When Mr. Ngo answered the front door in slippers, a shooter sprayed several shots into the home, killing Mr. Ngo, but missing his wife and another family member who were also inside.
“Whoever these gentlemen are, and I use that term loosely, had no regard for whether their children were in the home at that time or not,” Det. Sgt. Gray said. “So, pretty dangerous fellows out there.”
The men ran southwest to the northwest corner of Kingsley Avenue and Perth Avenue, where they drove off in a dark minivan.
A witness described one of the men as 5-foot-8 with a heavy build, brown hair and baggy blue jeans.

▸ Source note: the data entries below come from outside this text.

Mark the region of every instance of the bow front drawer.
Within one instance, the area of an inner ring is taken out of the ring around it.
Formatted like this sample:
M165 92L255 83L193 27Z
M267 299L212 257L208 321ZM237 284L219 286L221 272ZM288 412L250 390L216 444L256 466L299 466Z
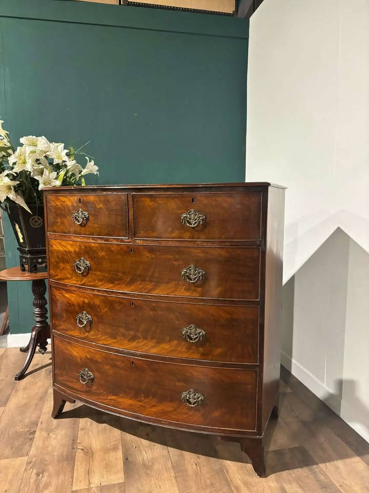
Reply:
M55 335L53 349L55 385L93 405L180 427L255 429L256 370L128 357Z
M174 358L258 363L259 307L107 296L51 286L53 330Z
M132 194L137 239L257 241L261 193Z
M51 279L173 296L258 300L257 246L172 246L50 239Z
M128 237L127 194L46 195L48 232Z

Among the well-kept brick homes along Symington Avenue, south of Davenport Road, Mr. Ngo was known as a reserved grandfather who took time to shovel snow from neighbouring sidewalks and compliment neighbours on their gardens.
One woman picking up her child from a daycare next door to Mr. Ngo’s home said she often saw the Vietnamese man with his wife and several children and admired the landscaping work he did for several people in the area, where he had lived for 18 years.
“It absolutely is an execution-style hit,” Det. Sgt. Gray said. “I’m having difficulty coming to a place in my investigation where a 64-year-old man living in his home in his slippers is a threat. Either [they] targeted Mr. Ngo for some perceived threat, or [they] were just careless and got the wrong person.”
Police are asking for any witnesses who may have seen a dark minivan in the area at the time of the shooting.